Dad had left the theater early. It wasn’t until I got home that I had any inkling there was a problem.

We performed the play for the entire school — parents, too. I mugged my way through my scenes and, for my big finale, I upended myself spectacularly to roars of laughter. I was ­hilarious!

Mom came backstage to give me a hug, but Dad had left the theater early. It wasn’t until I got home that I had any inkling there was a problem. Still aglow from my smashing success, I rushed into the living room, only to find him seated in his chair, wearing his reading glasses and holding a large volume on his lap. He didn’t look up when I came in. A frown creased his forehead.

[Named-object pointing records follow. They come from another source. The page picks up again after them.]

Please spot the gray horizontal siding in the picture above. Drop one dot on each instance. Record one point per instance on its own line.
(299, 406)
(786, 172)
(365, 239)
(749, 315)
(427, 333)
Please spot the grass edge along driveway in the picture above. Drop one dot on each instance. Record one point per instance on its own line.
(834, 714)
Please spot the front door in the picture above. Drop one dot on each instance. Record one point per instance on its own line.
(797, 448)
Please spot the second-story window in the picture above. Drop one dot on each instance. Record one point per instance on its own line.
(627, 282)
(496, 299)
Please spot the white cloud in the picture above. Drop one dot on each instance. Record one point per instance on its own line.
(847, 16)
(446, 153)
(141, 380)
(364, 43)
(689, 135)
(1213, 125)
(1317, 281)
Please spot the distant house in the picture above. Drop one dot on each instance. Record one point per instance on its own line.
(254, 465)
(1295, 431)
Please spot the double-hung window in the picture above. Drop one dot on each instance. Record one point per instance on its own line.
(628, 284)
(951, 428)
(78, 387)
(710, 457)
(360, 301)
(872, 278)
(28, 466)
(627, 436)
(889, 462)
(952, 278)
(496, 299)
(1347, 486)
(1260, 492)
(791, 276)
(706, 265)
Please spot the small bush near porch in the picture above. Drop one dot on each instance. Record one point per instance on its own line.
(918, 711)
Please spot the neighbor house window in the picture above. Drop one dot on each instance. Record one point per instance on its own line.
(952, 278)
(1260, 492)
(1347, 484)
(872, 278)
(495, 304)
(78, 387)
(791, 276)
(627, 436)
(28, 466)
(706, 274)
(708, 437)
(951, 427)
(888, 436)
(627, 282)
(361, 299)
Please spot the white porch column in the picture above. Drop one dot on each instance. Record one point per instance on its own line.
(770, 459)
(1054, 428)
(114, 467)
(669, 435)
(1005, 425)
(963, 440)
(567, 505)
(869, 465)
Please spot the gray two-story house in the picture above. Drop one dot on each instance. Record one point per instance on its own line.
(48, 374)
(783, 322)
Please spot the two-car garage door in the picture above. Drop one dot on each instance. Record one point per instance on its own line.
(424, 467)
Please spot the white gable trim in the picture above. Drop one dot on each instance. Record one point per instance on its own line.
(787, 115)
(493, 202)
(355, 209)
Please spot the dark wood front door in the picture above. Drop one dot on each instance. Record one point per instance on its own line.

“Sit down,” he ordered, beckoning me to a second chair he had pulled up beside him. Seems I had violated just about every code of conduct in the actor’s book, from scene stealing to shameless overacting. He opened up The Complete Works of Shakespeare and turned to Hamlet’s advice to the players, Shakespeare’s master class on the actor’s craft.

He began reading: “Speak the speech, I pray you, as I pronounced it to you, trippingly on the tongue. … O, it offends me to the soul to hear a robustious periwig-pated fellow tear a passion to tatters. … I would have such a fellow whipped.”

This, my friends, is the short version. The soliloquy actually goes on a bit. He read me the whole thing. Then he had me read it — the equivalent in our house of being taken to the woodshed. Finally he let me go.

I was deflated, but it was a lesson that would stick with me, and, as I would realize in later years, Shakespeare’s words apply not just to the stage, but to life. In short: Be funny, but don’t be a clown; be smart, but don’t be a smart aleck.

I can’t say I’ve always followed this wise counsel, but when I feel the urge to show off, Hamlet’s advice to the players is always right there on my bookshelf.